Options Flow: Heavy Puts in LyondellBasell, Calls Flood Chemours
Chemical sector sees divergent positioning with 20,000+ LYB puts and 10,000+ CC calls trading Thursday. IWM put activity signals small-cap caution.
The chemical sector lit up options boards Thursday with two companies drawing wildly different bets.
LyondellBasell Industries saw 20,581 put contracts trade—22 times average daily volume and 9 times the call activity. Chemours went the other way: 10,968 call contracts, 33 times normal volume and 50 times the put count.
When options flow diverges this sharply within the same sector, it usually signals stock-specific positioning rather than macro trades. Someone has a view.
LyondellBasell: The Bear Case
LYB's put activity concentrated in the April 17, 2026 expiration. Traders targeted the $70, $65, and $55 strikes, with combined volume exceeding 19,000 contracts at those levels. Block trades totaling over 13,600 contracts at the $70 strike went off at an average price of $3.70.
At the $70 strike with the stock near $72, these are slightly out-of-the-money puts. The $3.70 premium implies traders expect LYB below $66.30 by April expiration for the position to profit—a move of roughly 8% from current levels.
LyondellBasell is a petrochemical producer heavily exposed to oil and gas feedstock costs. With crude above $100 and Iran war uncertainty unresolved, margin pressure is the obvious concern. But the company also faces demand questions as global manufacturing slows.
The petrochemical cycle has turned difficult. Ethylene and propylene spreads have compressed, squeezing the spread between raw material costs and product prices that drives earnings. If traders expect Q1 results to disappoint—or forward guidance to weaken—that explains the put interest.
Chemours: The Bull Case
Chemours' call activity tells a different story. Most volume hit the July 17, 2026 $22 strike, where over 10,000 contracts traded. Block orders at prices between $1.70 and $1.90 suggest systematic buying rather than retail flow.
CC closed around $19 Thursday. The $22 calls need the stock up roughly 15% by July to break even. That's an aggressive bet, though not unreasonable if traders expect a recovery in titanium dioxide pricing or progress on the company's strategic initiatives.
Chemours produces specialty chemicals including fluoroproducts and titanium dioxide pigments. The latter goes into paints, coatings, and plastics—demand tied to construction and manufacturing activity. A bull thesis likely rests on China stimulus flowing through to TiO2 demand, or capacity discipline among producers supporting pricing.

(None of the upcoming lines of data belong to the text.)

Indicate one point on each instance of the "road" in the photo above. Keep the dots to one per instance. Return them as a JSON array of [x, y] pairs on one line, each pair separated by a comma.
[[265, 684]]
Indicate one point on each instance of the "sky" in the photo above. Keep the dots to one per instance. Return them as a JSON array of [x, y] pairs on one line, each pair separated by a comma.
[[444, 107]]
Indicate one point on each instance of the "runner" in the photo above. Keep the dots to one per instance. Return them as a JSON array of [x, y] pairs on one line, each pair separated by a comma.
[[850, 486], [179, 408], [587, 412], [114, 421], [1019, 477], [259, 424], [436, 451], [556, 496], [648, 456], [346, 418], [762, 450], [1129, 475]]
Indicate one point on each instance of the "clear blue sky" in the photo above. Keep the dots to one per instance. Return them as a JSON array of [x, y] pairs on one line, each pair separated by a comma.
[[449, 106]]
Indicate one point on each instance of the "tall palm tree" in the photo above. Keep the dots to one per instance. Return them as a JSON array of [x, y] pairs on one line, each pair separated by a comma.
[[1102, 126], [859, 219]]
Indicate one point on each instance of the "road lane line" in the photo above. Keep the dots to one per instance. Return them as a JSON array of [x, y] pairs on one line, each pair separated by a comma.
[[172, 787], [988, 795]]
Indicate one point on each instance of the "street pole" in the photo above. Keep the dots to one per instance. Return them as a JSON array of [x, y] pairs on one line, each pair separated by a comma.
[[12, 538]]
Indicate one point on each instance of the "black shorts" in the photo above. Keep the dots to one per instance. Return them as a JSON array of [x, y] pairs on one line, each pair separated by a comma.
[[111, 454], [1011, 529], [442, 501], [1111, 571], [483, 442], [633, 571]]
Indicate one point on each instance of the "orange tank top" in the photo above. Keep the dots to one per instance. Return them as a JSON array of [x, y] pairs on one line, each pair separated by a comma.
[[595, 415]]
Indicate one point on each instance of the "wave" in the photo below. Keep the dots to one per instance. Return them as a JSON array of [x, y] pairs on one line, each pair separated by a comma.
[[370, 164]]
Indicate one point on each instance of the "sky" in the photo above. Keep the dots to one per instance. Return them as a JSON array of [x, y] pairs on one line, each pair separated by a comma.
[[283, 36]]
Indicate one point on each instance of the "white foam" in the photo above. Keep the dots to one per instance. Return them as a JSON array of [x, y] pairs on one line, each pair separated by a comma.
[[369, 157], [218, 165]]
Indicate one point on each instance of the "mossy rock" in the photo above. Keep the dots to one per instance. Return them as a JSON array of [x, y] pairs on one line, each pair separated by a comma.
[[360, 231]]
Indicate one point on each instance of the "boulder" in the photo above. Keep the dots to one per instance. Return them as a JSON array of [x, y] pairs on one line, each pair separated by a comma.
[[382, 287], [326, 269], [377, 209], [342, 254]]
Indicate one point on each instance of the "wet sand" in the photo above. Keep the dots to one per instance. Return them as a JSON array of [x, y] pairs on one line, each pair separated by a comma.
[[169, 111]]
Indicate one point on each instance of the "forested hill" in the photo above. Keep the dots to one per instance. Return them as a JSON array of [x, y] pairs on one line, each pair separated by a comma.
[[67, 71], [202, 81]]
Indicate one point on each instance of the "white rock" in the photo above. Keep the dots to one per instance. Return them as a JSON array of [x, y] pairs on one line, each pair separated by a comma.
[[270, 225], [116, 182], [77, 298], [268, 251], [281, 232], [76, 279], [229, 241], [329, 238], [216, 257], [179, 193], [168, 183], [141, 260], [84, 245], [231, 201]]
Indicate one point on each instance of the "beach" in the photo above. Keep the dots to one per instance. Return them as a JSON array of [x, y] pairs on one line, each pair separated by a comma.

Worth noting: the call volume came via selling, not buying, in the block trades. Traders received premium at the $22 strike through multiple orders, suggesting a covered call or neutral-to-bearish view rather than outright bullishness. The headline "call volume" is misleading without understanding the direction.
Small-Cap Caution
Beyond single names, IWM—the Russell 2000 ETF—showed extreme put activity. The March 20 expiration saw volume-to-open-interest ratios above 30 at the $238 and $239 strikes, with total put volume exceeding 200,000 contracts.
IWM closed at $242 Friday. The put positioning suggests institutional hedging against a small-cap selloff over the next week. Small caps are more sensitive to domestic economic conditions and credit availability—both areas of concern with rates elevated and the Fed signaling patience.
The combination of bearish chemical-sector positioning and Russell 2000 puts paints a cautious picture. Options markets are pricing downside risk into industrial and cyclical names as oil prices pressure input costs and the global growth outlook weakens.